EDMOND — Construction on the $22.5 million Edmond Recreation and Aquatic Center is 25 percent complete.
The competitive swimming pool and recreation center being built in J.L. Mitch Park is a partnership between the city, Edmond Public Schools and the YMCA.
Completion is anticipated by the end of 2013, said Adam Bales, project manager for Atlas General Contractors of Oklahoma City.
Walls and the flooring for the eight-lane, 50-meter swimming pool are in place. The pool is 7 feet deep on the south end and 13.6 feet on the north end, deep enough for diving equipment. Plans at this time do not call for a diving platform, Assistant City Manager Steve Commons said.
Seating for up to 800 spectators will be built in the pool area.
Gray concrete blocks are being stacked for the gymnasium and second-floor running track. The exterior will be red brick and tan stone, similar to the Multipurpose Activity Center just to the south.
A family leisure pool with lap lanes and play equipment is included in the plans, Bales said. A 20.5-foot twisting slide that is 130 feet long will run inside and outside the building.
YMCA officials originally contributed $6 million toward the project. Council members this week accepted an additional $191,563 from the YMCA for its portion of the construction cost.
Tile for the leisure pool and deck area contributed to the additional cost for the YMCA, Commons said.
Parking will be on multiple sides of the building. A total of $535,000 will come from the city's park tax to pay for parking lot improvements.

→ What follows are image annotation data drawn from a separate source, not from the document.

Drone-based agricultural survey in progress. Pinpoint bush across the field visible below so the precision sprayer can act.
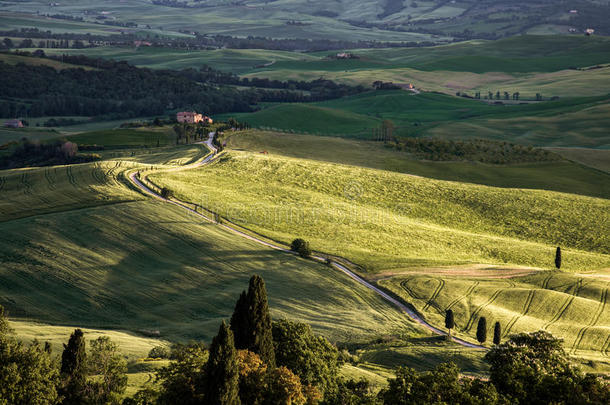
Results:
[148,346,169,359]
[161,187,174,199]
[290,239,311,257]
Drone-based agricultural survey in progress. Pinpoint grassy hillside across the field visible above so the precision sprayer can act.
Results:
[380,272,610,360]
[221,131,610,198]
[0,159,422,341]
[152,152,610,272]
[222,90,610,147]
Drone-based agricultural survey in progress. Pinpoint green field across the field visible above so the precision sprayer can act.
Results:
[152,151,610,272]
[220,90,610,148]
[380,271,610,363]
[221,131,610,198]
[0,156,422,341]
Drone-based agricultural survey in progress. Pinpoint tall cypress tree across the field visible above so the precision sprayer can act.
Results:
[477,316,487,344]
[205,321,241,405]
[246,275,275,367]
[231,291,250,350]
[445,309,455,337]
[494,322,502,345]
[60,329,87,404]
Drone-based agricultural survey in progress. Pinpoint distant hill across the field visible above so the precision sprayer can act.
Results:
[0,0,610,42]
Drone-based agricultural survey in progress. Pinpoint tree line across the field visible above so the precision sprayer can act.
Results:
[0,275,610,405]
[0,52,364,119]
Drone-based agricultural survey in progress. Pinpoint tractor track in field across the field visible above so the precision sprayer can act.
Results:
[502,289,536,337]
[423,278,445,311]
[127,133,484,349]
[464,289,504,331]
[542,278,582,330]
[571,288,608,354]
[447,281,481,309]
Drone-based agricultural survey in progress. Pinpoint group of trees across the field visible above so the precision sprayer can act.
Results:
[0,276,610,405]
[0,55,365,119]
[0,306,127,405]
[388,137,561,164]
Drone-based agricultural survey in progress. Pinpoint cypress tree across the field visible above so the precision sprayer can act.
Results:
[61,329,87,404]
[246,275,275,368]
[205,321,240,405]
[445,309,455,337]
[494,322,502,345]
[231,291,249,350]
[477,316,487,344]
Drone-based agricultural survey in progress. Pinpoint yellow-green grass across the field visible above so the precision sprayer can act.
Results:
[9,319,169,361]
[225,130,610,198]
[151,151,610,272]
[549,148,610,173]
[0,161,425,341]
[0,161,142,221]
[379,271,610,362]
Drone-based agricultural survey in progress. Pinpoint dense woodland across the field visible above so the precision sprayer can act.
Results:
[0,276,610,405]
[0,52,364,118]
[387,138,561,164]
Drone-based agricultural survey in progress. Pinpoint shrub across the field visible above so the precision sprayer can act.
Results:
[148,346,170,359]
[290,239,311,258]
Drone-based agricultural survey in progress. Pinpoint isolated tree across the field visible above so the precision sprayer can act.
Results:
[445,309,455,337]
[290,238,311,258]
[230,291,250,350]
[494,322,502,345]
[477,316,487,344]
[205,321,241,405]
[247,275,275,368]
[87,336,127,404]
[61,329,87,405]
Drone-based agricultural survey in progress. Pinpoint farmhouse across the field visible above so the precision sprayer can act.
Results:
[4,120,23,128]
[176,111,214,124]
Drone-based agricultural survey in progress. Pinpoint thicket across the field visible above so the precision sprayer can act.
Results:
[387,138,561,164]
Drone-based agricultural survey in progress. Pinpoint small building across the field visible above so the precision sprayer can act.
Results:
[4,120,23,128]
[176,111,214,124]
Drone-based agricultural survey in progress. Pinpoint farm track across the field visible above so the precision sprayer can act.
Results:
[423,278,445,311]
[127,134,487,349]
[572,288,608,354]
[463,289,504,332]
[542,278,582,330]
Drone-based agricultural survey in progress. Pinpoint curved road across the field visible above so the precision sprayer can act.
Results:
[129,133,486,349]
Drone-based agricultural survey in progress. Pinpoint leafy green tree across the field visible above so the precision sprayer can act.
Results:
[273,320,340,393]
[0,305,60,405]
[154,343,208,405]
[60,329,87,405]
[445,309,455,337]
[485,331,610,404]
[205,321,241,405]
[87,336,127,404]
[494,322,502,345]
[555,246,561,270]
[477,316,487,344]
[290,238,311,258]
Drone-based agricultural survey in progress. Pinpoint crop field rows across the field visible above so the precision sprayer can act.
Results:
[379,271,610,356]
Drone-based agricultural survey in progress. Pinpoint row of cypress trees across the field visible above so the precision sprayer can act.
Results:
[445,309,502,345]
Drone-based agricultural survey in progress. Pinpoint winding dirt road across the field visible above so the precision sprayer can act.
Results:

Edmond Electric is paying $691,000 for the geothermal cooling and heating system. Drilling of the 300 geothermal wells is nearly complete.
A geothermal system is a central heating and cooling system that pumps to or from the ground. Its design takes advantage of the moderate temperatures in the ground to boost efficiency and reduce the operational costs of heating and cooling systems.
Work on the project started May 21.
The school district is putting up $10 million for the construction. The city is spending $6.5 million out of the capital improvement sales tax money passed by voters in 2000. The three groups spent $983,018 on the design work.
YMCA officials expect to hire 15 to 20 full-time employees and an additional 100 part-time workers to operate the center.